A stock sale would have been the most beneficial to the seller because it would allow the entire sale to be taxed at the lower capital gain rates and avoid some of the problems (discussed below) that are involved with assets sold under an installment note. At the same time, a stock sale would not have been attractive enough to appeal to a buyer because it would not offer the significant tax deductions available under an asset sale*. As such, the best course of action (and the only course of action for the seller) was an asset sale.

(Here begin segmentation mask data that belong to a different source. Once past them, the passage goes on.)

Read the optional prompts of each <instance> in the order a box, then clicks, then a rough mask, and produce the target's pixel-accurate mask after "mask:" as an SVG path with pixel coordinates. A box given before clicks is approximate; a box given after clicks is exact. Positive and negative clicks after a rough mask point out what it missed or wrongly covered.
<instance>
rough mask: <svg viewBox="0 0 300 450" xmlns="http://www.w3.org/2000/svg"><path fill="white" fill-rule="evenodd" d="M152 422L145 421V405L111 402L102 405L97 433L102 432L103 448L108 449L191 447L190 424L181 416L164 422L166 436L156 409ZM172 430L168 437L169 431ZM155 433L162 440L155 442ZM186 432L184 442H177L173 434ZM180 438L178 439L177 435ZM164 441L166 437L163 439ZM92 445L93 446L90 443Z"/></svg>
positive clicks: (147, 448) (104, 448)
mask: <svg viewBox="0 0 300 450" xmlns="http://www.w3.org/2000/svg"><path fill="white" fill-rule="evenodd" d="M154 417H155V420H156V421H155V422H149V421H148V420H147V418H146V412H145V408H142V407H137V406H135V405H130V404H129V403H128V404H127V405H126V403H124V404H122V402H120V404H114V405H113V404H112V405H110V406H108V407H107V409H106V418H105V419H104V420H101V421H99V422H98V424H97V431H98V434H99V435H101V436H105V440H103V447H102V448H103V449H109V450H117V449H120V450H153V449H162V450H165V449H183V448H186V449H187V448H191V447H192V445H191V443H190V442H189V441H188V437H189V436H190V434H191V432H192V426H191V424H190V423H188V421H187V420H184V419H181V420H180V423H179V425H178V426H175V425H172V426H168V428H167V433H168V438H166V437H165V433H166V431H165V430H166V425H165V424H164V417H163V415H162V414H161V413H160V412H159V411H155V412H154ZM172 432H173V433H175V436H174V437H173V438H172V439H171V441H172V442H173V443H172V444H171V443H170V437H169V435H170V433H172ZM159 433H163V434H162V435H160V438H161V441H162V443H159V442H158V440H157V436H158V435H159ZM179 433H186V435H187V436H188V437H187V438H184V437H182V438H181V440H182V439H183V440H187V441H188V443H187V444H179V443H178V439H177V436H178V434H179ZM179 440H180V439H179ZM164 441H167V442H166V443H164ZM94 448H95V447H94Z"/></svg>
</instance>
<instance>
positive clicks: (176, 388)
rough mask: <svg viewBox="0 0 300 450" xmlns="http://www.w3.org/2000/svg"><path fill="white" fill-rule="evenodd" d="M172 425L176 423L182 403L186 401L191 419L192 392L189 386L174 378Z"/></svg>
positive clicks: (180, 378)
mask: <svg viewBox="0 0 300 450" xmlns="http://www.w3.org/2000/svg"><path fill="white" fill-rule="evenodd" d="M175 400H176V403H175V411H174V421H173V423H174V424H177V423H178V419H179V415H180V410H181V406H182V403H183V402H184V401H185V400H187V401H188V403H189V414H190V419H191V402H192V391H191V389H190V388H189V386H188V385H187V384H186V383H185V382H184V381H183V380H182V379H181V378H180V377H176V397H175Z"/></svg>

The owner, a longtime client of WBL, asked the firm to review his deal and identify any tax-related issues. Upon review, WBL identified two potential barriers to the transaction:

  • Because the seller had fully depreciated his fixed assets, his overall net tax basis in the assets of the company was very low but he had significant stock basis due to the cumulative earnings of the company. Therefore, the asset sale would generate a much larger gain due to the agreed-upon purchase price allocation and thus a much larger tax liability than a stock sale.
  • Assets and liabilities transferred in the sale include fully depreciated fleet vehicles and their notes-payable. Tax rules require that transfer of these assets and liabilities be recognized as additional income to the seller in the initial year of sale rather than over the life of the installment note. Therefore, as a result of the installment sale, the seller would not receive enough cash in the first year to cover his first-year tax.


To avoid triggering additional income in the initial year of sale and help reduce some of the seller’s overall taxable gain, WBL recommended:

  • The seller should retain the title and the note obligations of the fleet vehicles and instead lease the vehicles to the buyer under a bona fide operating lease.
  • Use the proceeds of the installment note coming into the seller’s company to redeem the selling company’s stock.


The lease arrangement reduced the overall gain on the assets and the sales proceeds being recognized in the initial year.  This reduced the seller’s initial year tax liability by almost 50% and his overall tax liability by almost 4% compared to his liability had he included the fleet vehicles in the asset sale. The proceeds from the installment note were now sufficient to cover the tax in the year of sale.

Redeeming the seller’s stock created a capital loss for the seller, partially offsetting the gain on the sale of the assets and making it equal to the gain that would have been realized under a stock sale. The redemption of stock reduced the seller’s overall tax liability by over 20% compared to an asset sale with no redemption of stock.

As a result of these two actions, the deal now had beneficial tax and cash flow outcomes for both parties by:

  • Creating an overall tax liability savings to the seller of around 25%, including almost 50% in the initial year of sale, and
  • Providing the buyer with significant tax deductions that can be claimed during the 15 years following the purchase.
* An asset sale can be the purchase of all or some of the assets and liabilities of a company. The sales price of an asset sale is allocated amongst the assets according to each asset’s fair market value and becomes the buyer’s tax basis in these assets. Often, the value allocated to the asset is greater than the seller’s tax basis, resulting in an increase in the basis of these assets in the hands of the buyer. This can generate significant tax deductions for the buyer during the tax life of the assets purchased.